FOR IMMEDIATE RELEASE: May 22, 2007

Schumer Reveals: USDA Recently Eliminated Inspectors At Beech Nut's Canajoharie Plant, Leaving Lone Inspector Unable To Keep Pace With Company's Growth

A Recent Decision to Reduce Inspectors at Beech Nut's Canajoharie Plant is Slowing Down Production and Could Hamper Plans for Future Expansion

Senator Requests USDA Immediately Assign a Second Full-Time Inspection Shift So Beech Nut can Operate at Peak Performance

Today, U.S. Senator Charles E. Schumer revealed that current operations, and the future growth, of Beech Nut Nutrition Corporation (Beech Nut) are jeopardized due to the United States Department of Agriculture (USDA) slashing the number of inspectors at the company's Canajoharie plant. Concerned that Beech Nut's recent growth, including last week's announcement that it will open up a new headquarters in Montgomery County, will be stymied by the lack of on-site inspectors, today Schumer sent a letter to the USDA requesting that it immediately assign a second full-time inspection shift to the Canajoharie plant.

"The USDA needs to immediately assign a second-shift of inspectors to the Canajoharie plant so Beech Nut can continue to run at peak performance," said Senator Schumer. "For decades, Beech Nut has helped anchor the Mohawk Region's economy, and with last week's announcement that it will construct a new headquarters in Montgomery County, we must keep this momentum surging," said Senator Schumer.

The process by which Beech Nut produces its meat-based baby food must be monitored by USDA inspectors. However, USDA recently decided to eliminate all "minimal" and "limited" inspection services - a practice in place since the 1970s - leaving Beech Nut with only one full time inspector and no additional coverage, which could curtail the plant's current operations and plans for future growth.

Beech Nut's rigorous baby food production schedule, including preparing, cooking, cooling and packaging it in a sanitary fashion, requires two full time inspector-shifts or other equivalent staffing arrangements. Before the recent reduction of inspection services, the Canajoharie plant received inspection over the course of their 20-hour production schedule. The USDA did this by combining a single full-time inspector shift with a combination of overtime and "limited coverage." The current arrangement has left them with a single inspector, creating inefficiencies and forcing Beech Nut to drastically alter how their products are made.

"After surviving competition and floods, Beech Nut is poised for growth and the USDA must do all it can to help that happen. It makes no sense to reduce inspection shifts at exactly the moment when Beech Nut is set for take-off," said Schumer.
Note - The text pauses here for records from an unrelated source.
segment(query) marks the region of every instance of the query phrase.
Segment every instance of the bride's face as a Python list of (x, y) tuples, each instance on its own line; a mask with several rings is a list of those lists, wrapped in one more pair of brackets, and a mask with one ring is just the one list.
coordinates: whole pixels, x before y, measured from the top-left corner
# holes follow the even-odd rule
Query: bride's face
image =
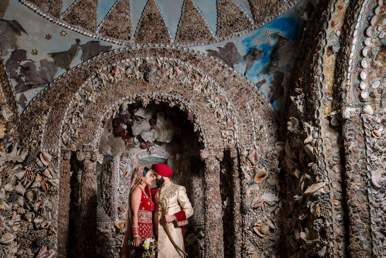
[(144, 181), (145, 184), (148, 186), (151, 185), (151, 181), (153, 181), (153, 177), (151, 176), (151, 170), (149, 170), (145, 175)]

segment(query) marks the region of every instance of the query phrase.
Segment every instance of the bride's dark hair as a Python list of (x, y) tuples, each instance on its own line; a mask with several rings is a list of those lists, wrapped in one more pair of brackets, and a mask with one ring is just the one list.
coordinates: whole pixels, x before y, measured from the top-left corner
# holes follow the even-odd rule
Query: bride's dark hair
[(146, 167), (145, 167), (144, 168), (144, 173), (142, 175), (142, 176), (146, 176), (146, 174), (147, 173), (147, 171), (148, 171), (150, 170), (150, 169)]

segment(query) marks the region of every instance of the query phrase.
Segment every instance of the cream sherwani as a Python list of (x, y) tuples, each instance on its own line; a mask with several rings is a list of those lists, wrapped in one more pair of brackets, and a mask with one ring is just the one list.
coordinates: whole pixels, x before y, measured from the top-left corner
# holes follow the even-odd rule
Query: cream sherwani
[[(170, 233), (176, 243), (184, 249), (183, 239), (181, 226), (188, 224), (186, 219), (193, 214), (193, 208), (186, 195), (186, 190), (183, 186), (175, 185), (172, 182), (160, 186), (156, 193), (155, 209), (154, 210), (154, 230), (157, 239), (159, 241), (158, 258), (181, 258), (185, 255), (173, 245), (165, 231), (166, 225), (162, 218), (165, 214), (166, 202), (164, 198), (169, 201), (168, 215), (174, 217), (174, 220), (168, 224)], [(180, 216), (174, 215), (179, 212), (179, 215), (185, 212), (186, 219), (181, 220)]]

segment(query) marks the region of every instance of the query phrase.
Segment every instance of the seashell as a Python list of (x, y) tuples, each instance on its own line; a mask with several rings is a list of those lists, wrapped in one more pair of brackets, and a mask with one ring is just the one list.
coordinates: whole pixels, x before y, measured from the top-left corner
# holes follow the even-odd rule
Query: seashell
[(33, 212), (26, 212), (24, 214), (24, 217), (30, 222), (32, 222), (34, 219), (34, 213)]
[(34, 190), (30, 190), (25, 193), (25, 196), (30, 202), (34, 202), (37, 199), (37, 194)]
[(47, 215), (47, 210), (45, 207), (40, 207), (38, 210), (40, 215), (43, 217)]
[(48, 164), (52, 159), (52, 156), (44, 151), (40, 153), (39, 157), (40, 157), (40, 160), (42, 161), (42, 162), (46, 166), (48, 166)]
[(34, 222), (36, 223), (41, 223), (46, 220), (46, 218), (41, 216), (37, 216), (34, 219)]
[(42, 183), (41, 185), (40, 185), (40, 187), (42, 188), (42, 189), (45, 191), (47, 191), (48, 190), (48, 185), (47, 185), (46, 183)]
[(371, 108), (371, 106), (369, 104), (366, 105), (363, 108), (363, 112), (370, 115), (374, 113), (374, 111), (373, 111), (372, 108)]
[(279, 151), (281, 151), (284, 149), (286, 143), (284, 142), (278, 142), (275, 144), (275, 148)]
[(379, 188), (382, 186), (384, 179), (379, 176), (371, 176), (371, 183), (374, 187)]
[(318, 232), (314, 232), (306, 227), (304, 230), (305, 232), (300, 232), (300, 236), (306, 243), (311, 244), (319, 239), (320, 236)]
[(125, 228), (125, 224), (126, 224), (125, 222), (125, 220), (120, 220), (115, 221), (115, 223), (114, 223), (114, 225), (115, 225), (115, 227), (117, 227), (122, 229)]
[(289, 145), (288, 144), (286, 145), (284, 149), (286, 151), (286, 154), (288, 157), (293, 157), (293, 152), (292, 152), (292, 150), (291, 149), (291, 147), (290, 147)]
[(11, 191), (14, 190), (14, 184), (10, 181), (7, 182), (4, 185), (4, 189), (6, 191)]
[(269, 227), (267, 226), (254, 226), (253, 230), (257, 234), (257, 235), (262, 237), (265, 236), (269, 231)]
[(291, 159), (288, 159), (287, 160), (287, 166), (290, 169), (295, 169), (296, 167), (296, 163)]
[(306, 144), (309, 143), (312, 141), (313, 139), (313, 138), (312, 135), (307, 135), (307, 137), (306, 137), (305, 139), (304, 140), (304, 142), (303, 142), (305, 144)]
[(299, 120), (295, 117), (290, 117), (290, 121), (287, 122), (287, 124), (288, 126), (287, 129), (290, 131), (293, 131), (296, 129), (298, 125), (299, 124)]
[(10, 233), (6, 233), (0, 238), (0, 243), (7, 244), (12, 242), (15, 239), (15, 236)]
[(266, 202), (268, 203), (273, 202), (274, 203), (275, 202), (279, 200), (279, 198), (272, 193), (264, 193), (261, 196), (261, 198), (264, 199)]
[(39, 251), (36, 258), (51, 258), (55, 255), (55, 251), (52, 249), (47, 250), (47, 248), (43, 246)]
[(304, 193), (306, 194), (312, 193), (316, 191), (318, 189), (326, 185), (326, 181), (318, 182), (313, 184), (311, 186), (308, 187), (306, 190), (304, 191)]
[(49, 226), (51, 222), (48, 220), (46, 220), (44, 221), (40, 224), (40, 227), (42, 229), (46, 229)]
[(264, 181), (268, 177), (268, 173), (265, 169), (259, 169), (256, 172), (253, 180), (257, 184)]
[(259, 186), (258, 185), (256, 184), (252, 185), (247, 188), (247, 191), (245, 191), (247, 194), (247, 196), (248, 197), (251, 197), (254, 195), (254, 194), (252, 194), (252, 191), (255, 191), (256, 192), (256, 191), (258, 191), (259, 189), (260, 188), (259, 188)]
[(264, 202), (264, 199), (256, 196), (251, 203), (251, 207), (252, 208), (257, 208), (261, 206), (261, 205)]
[(257, 152), (254, 150), (251, 152), (251, 154), (248, 156), (248, 159), (254, 165), (257, 164), (257, 161), (259, 161), (259, 154), (257, 153)]
[(47, 168), (43, 172), (43, 174), (51, 179), (53, 179), (54, 174), (52, 173), (52, 169)]
[(267, 226), (269, 227), (270, 228), (271, 228), (273, 229), (275, 229), (278, 228), (276, 227), (276, 225), (275, 225), (274, 220), (272, 220), (270, 219), (269, 219), (267, 220), (266, 222), (266, 224), (267, 224)]
[(382, 136), (382, 134), (379, 131), (377, 130), (374, 130), (371, 133), (371, 135), (373, 137), (375, 137), (377, 139), (379, 139), (381, 138), (381, 137)]

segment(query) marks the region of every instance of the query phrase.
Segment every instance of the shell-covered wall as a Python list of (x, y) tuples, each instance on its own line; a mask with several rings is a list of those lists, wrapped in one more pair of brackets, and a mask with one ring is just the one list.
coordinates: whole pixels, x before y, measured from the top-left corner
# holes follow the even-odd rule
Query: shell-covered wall
[(119, 257), (155, 161), (196, 207), (190, 256), (386, 257), (382, 0), (69, 2), (1, 4), (0, 257)]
However, this April, the Food Safety and Inspection Service (FSIS) issued a notice suspending its longtime practice of providing roving inspectors outside of the standard business day. While the decision was designed to require more intensive inspection services, Beech Nut is unable to qualify for additional full time shift coverage because it only produces meat-based foods three days a week. And USDA has indicated that it would only add a second shift if Beech Nut's Canajoharie plant was active for a full, five-day work week.
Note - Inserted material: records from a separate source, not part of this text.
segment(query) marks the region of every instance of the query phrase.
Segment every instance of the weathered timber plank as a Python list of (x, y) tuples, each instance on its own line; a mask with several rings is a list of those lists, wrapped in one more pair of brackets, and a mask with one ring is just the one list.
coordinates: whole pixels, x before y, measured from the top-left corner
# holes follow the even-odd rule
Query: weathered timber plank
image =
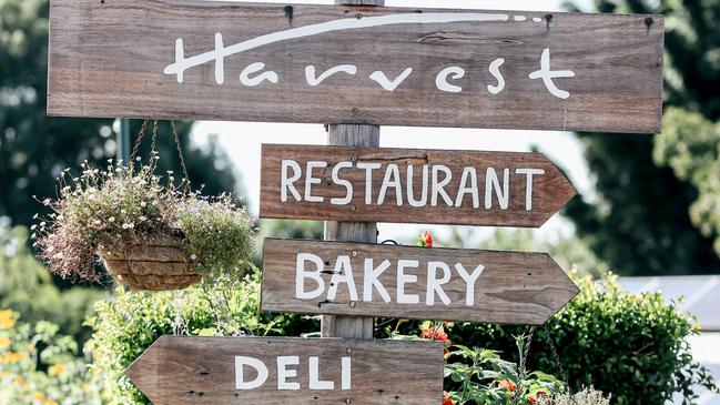
[[(265, 383), (239, 389), (239, 373), (245, 384), (258, 373), (246, 363), (239, 371), (236, 356), (262, 362), (267, 368)], [(296, 373), (284, 382), (300, 386), (278, 389), (278, 356), (298, 357), (298, 362), (284, 367)], [(311, 357), (317, 357), (317, 379), (332, 382), (332, 389), (310, 388)], [(349, 358), (345, 369), (343, 357)], [(430, 405), (437, 404), (443, 395), (443, 345), (341, 338), (162, 336), (125, 374), (155, 405)], [(343, 375), (345, 384), (349, 382), (345, 389)]]
[(662, 42), (661, 16), (51, 0), (48, 113), (655, 133)]
[[(308, 162), (326, 164), (312, 169), (316, 184), (307, 183)], [(576, 195), (562, 173), (540, 153), (264, 144), (261, 164), (261, 217), (540, 226)], [(368, 194), (366, 168), (372, 164), (379, 168), (369, 171)], [(413, 181), (408, 182), (410, 166)], [(444, 182), (448, 178), (444, 171), (433, 175), (436, 166), (450, 171), (449, 182)], [(283, 184), (283, 179), (296, 174), (296, 181)], [(445, 184), (445, 194), (439, 188), (433, 192), (434, 179)], [(344, 181), (351, 183), (352, 194)]]
[[(399, 261), (406, 261), (402, 272)], [(432, 285), (442, 284), (447, 302), (428, 288), (429, 263), (437, 262), (447, 271), (435, 266)], [(462, 277), (458, 263), (470, 282)], [(478, 265), (484, 267), (473, 277)], [(376, 281), (386, 297), (366, 275), (368, 269), (379, 273)], [(264, 311), (539, 325), (577, 293), (545, 253), (275, 239), (266, 239), (263, 249)]]

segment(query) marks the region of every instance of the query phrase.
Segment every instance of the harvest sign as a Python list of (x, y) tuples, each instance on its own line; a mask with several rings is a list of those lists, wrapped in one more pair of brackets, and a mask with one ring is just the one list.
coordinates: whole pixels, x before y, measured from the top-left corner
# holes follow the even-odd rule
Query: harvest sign
[(345, 242), (263, 256), (262, 308), (326, 338), (164, 336), (128, 376), (159, 405), (437, 404), (443, 345), (372, 341), (373, 316), (538, 325), (578, 288), (547, 254), (374, 222), (540, 226), (576, 192), (540, 154), (377, 149), (377, 125), (658, 132), (662, 42), (660, 16), (51, 0), (49, 114), (331, 124), (265, 145), (261, 192), (262, 216), (336, 221)]
[(539, 153), (263, 145), (261, 216), (540, 226), (576, 195)]
[(52, 0), (48, 112), (653, 133), (662, 26), (659, 16)]

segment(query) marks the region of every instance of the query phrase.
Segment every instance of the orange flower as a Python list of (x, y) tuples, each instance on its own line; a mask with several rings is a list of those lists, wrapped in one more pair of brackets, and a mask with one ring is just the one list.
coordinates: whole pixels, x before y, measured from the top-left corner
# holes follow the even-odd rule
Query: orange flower
[(452, 345), (453, 342), (450, 342), (449, 338), (447, 338), (447, 332), (445, 332), (445, 327), (442, 325), (439, 327), (426, 327), (420, 332), (420, 337), (423, 338), (429, 338), (430, 341), (442, 341), (445, 342), (447, 345)]
[(447, 391), (443, 392), (443, 405), (455, 405), (450, 396), (447, 394)]
[(510, 378), (505, 378), (505, 379), (501, 379), (498, 383), (497, 387), (498, 388), (505, 388), (505, 389), (507, 389), (509, 392), (513, 392), (513, 391), (515, 391), (515, 383)]
[(433, 234), (430, 234), (428, 231), (423, 232), (418, 242), (423, 247), (433, 247)]

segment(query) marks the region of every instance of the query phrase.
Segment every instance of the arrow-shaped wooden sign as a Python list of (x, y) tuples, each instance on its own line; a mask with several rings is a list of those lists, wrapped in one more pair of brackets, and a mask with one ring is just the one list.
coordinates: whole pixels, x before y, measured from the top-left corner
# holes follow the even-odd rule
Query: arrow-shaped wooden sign
[(656, 133), (662, 40), (662, 16), (52, 0), (48, 113)]
[(576, 191), (540, 153), (264, 144), (261, 217), (540, 226)]
[(437, 404), (443, 344), (162, 336), (125, 374), (155, 405)]
[(579, 292), (545, 253), (266, 239), (262, 308), (539, 325)]

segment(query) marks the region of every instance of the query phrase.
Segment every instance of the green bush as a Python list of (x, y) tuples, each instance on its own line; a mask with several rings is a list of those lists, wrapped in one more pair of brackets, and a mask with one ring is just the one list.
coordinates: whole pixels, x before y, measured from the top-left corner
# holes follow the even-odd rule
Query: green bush
[[(549, 337), (570, 387), (577, 392), (595, 386), (611, 393), (613, 404), (665, 404), (677, 392), (690, 404), (696, 397), (693, 385), (714, 388), (687, 343), (688, 336), (698, 333), (698, 325), (679, 312), (677, 303), (668, 305), (657, 293), (626, 293), (612, 275), (602, 285), (589, 277), (577, 282), (581, 293), (535, 332), (528, 367), (562, 374)], [(504, 355), (514, 354), (514, 336), (527, 331), (525, 326), (469, 323), (447, 328), (453, 343)]]
[(95, 331), (85, 345), (103, 403), (150, 404), (123, 371), (161, 335), (286, 335), (320, 330), (312, 318), (260, 314), (260, 273), (244, 280), (220, 276), (182, 291), (136, 293), (115, 290), (95, 304), (88, 320)]
[(31, 324), (57, 324), (61, 334), (74, 336), (82, 345), (91, 332), (82, 321), (104, 293), (79, 286), (60, 290), (27, 243), (27, 229), (0, 229), (0, 307), (18, 312)]

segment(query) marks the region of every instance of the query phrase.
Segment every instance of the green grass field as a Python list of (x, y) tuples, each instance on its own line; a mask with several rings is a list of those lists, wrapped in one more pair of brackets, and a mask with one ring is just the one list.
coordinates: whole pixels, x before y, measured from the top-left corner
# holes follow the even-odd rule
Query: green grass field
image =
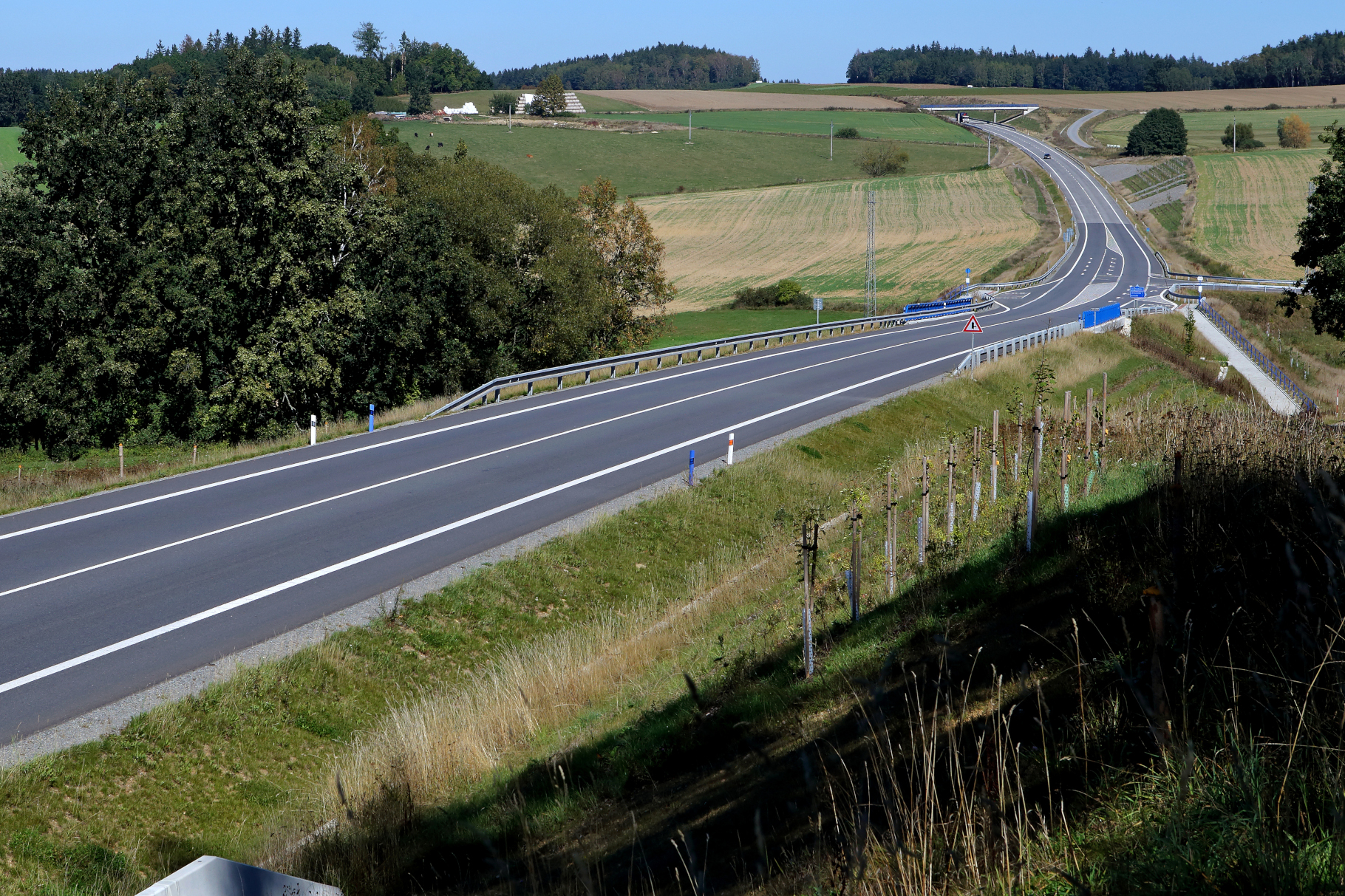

In his letter to the USDA, Schumer wrote, "denying Beech Nut's request on this basis reflects an unfortunate failure to understand the unique needs of their facility. With over 100 different products in production, several of which do not require USDA inspections, Beech Nut would have to change their entire business operation just to enter a production schedule that needed inspectors 5 days a week. The company estimates that they will suffer a loss of at least $3 million if they do not have coverage equivalent to its previous level."

Beech Nut has been an economic lynchpin for Montgomery County and the entire Mohawk Valley Region since 1891. Last week, Beech Nut announced it will build a 650,000 square-foot processing and packaging plant in Florida, Montgomery County, N.Y., and relocate its corporate headquarters from St. Louis to the new building. It also announced its intention to add an additional 135 jobs to the 356 who are currently employed at their facility. Over the last several years its production has increased by nearly 50%, and in the next several years it is hoping to increase its production by an additional 25%, which could create additional jobs and millions of new investment in the region.

Schumer has long been instrumental in Beech-Nut's success in upstate New York. In the summer of 2006, Schumer worked with Empire State Development Corporation and the U.S. Small Business Administration (SBA) to construct an incentives package to save Beech-Nut's Canajoharie plant after it suffered severe flood damage. In February 2000, H.J. Heinz, Inc. and Beech-Nut's parent company, Minot Holding Corporation, announced a planned merger which threatened operations at both the Canajoharie and Fort Plain production plants. Schumer intervened with the Federal Trade Commission (FTC) and asked it to delay approving the merger until Heinz completed its review of the local plants. One week later, the FTC began its ultimately successful effort to block the merger. In the winter of 2002, Schumer also helped launch a new product line, called First Advantage, at the Canajoharie Plant.